Many types of dental treatments rely on anaesthetic injections. If you’re not comfortable receiving dental injections, it may affect your treatment. 

The Wand is a computer-controlled dental-injection anaesthesia system that places the numbing solution slower than is humanly possible. 

It is the most effective way to numb an area because of its slow, steady anaesthetic delivery. This also means less discomfort because the sting from an injection usually comes from the solution being delivered too quickly.

Intraoral camera 

Cutting-edge intraoral camera technology allows dentists to visually examine your entire mouth using a small, hand-held device. 

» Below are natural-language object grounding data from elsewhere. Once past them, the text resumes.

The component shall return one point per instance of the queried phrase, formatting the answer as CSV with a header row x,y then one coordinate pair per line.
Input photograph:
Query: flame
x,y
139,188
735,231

The camera immediately projects sharp, high-resolution images of your mouth onto a screen for you to view. Not only does this help your dentist with diagnostics and treatment, but it also enables patients to understand their oral health issues better.

Diode lasers 

Laser technology is one of the latest advances in dentistry. The Diode laser delivers energy in the form of a high-powered light. 

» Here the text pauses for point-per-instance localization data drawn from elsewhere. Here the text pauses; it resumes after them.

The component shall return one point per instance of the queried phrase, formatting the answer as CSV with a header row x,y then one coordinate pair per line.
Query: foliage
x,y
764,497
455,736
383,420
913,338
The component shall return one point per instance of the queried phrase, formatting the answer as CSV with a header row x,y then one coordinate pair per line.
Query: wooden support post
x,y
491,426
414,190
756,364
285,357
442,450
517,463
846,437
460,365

Depending on the intended outcome, this energy moves at different wavelengths before it is absorbed or reflected by a “target.” These targets are usually enamel, decay, or gum tissue in dentistry. Each one absorbs a specific wavelength of light while reflecting others.

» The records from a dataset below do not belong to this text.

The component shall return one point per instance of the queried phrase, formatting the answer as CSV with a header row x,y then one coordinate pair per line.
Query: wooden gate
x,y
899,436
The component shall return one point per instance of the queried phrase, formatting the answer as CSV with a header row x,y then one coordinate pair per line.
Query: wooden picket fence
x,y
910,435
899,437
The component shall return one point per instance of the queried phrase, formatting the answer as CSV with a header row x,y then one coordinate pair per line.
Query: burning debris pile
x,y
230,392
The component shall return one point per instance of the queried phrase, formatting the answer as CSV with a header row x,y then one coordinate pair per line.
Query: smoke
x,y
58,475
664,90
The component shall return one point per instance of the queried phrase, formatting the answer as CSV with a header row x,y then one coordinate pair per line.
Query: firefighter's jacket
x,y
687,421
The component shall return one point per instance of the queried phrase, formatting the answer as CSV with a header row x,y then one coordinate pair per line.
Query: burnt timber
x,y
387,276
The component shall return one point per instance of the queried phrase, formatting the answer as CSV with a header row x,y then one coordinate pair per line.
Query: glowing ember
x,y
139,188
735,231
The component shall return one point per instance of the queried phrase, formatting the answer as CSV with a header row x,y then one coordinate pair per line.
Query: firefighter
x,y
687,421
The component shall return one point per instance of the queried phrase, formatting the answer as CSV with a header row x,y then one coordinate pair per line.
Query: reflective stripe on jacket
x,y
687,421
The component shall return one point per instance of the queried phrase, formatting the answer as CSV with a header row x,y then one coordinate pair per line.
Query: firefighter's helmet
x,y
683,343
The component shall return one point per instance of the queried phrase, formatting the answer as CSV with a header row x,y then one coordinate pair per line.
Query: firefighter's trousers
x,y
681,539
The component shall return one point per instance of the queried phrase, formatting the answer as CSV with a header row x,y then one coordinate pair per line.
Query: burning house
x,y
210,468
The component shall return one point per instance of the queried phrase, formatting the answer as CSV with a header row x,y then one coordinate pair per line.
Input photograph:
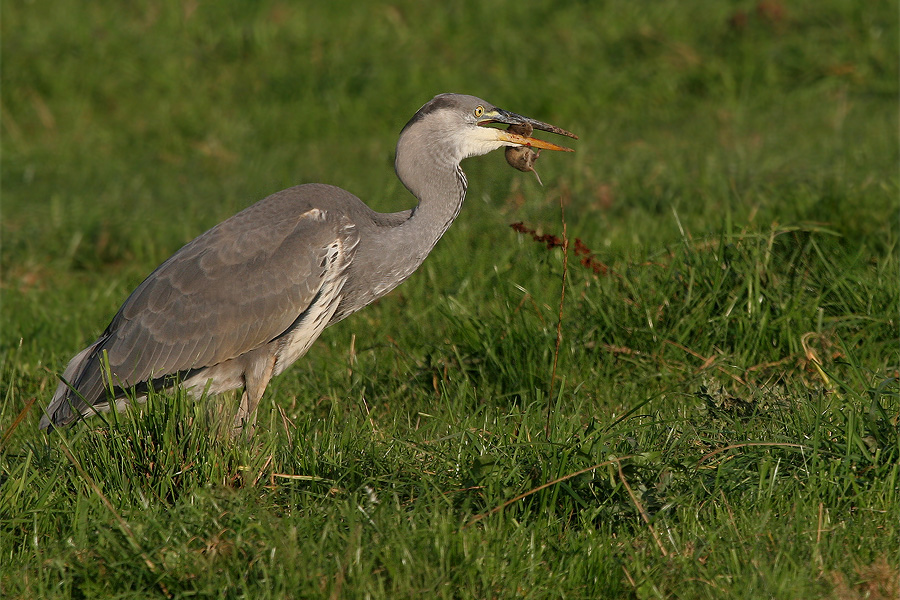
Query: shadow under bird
x,y
243,301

Unlike with dental drills, there is no heat or vibration with laser dentistry, making the procedure quite comfortable for most patients. 

It eliminates the need for suturing for soft-tissue procedures, and healing is much faster. In addition, diode lasers are safe and effective for treating both children and adults.

CAD/CAM technology & CEREC 

CAD/CAM technology makes it possible for dentists to perform complex restorations faster, more efficiently, and accurately. For example, dental prostheses can be created and fitted in a single visit using CAD/CAM technology known as CEREC. CEREC stands for “Chairside Economical Restoration of Esthetic Ceramics” and is customarily used to simplify dental procedures like crowns, implants, and bridges. CEREC machines make use of 3D-imaging software to make accurate and detailed replication of your teeth. The software will then highlight the areas that need to be restored and work creating the restorative piece from a ceramic block. This process is usually complete within 20 minutes. 

Digital radiography  

The Rextar Handheld X-ray Unit is a convenient and efficient device for digital imaging. 

To take a conventional dental X-ray, dentists have to position devices and place sensors or film in the patients’ mouths. Due to the weight, function and distribution of buttons, conventional X-ray equipment should be handled by both hands, making it difficult to manoeuvre and manage.

The Rextar devices have been designed with patients in mind. It is compact in size and lightweight so that dentists can get the best possible x-rays without repeated exposure.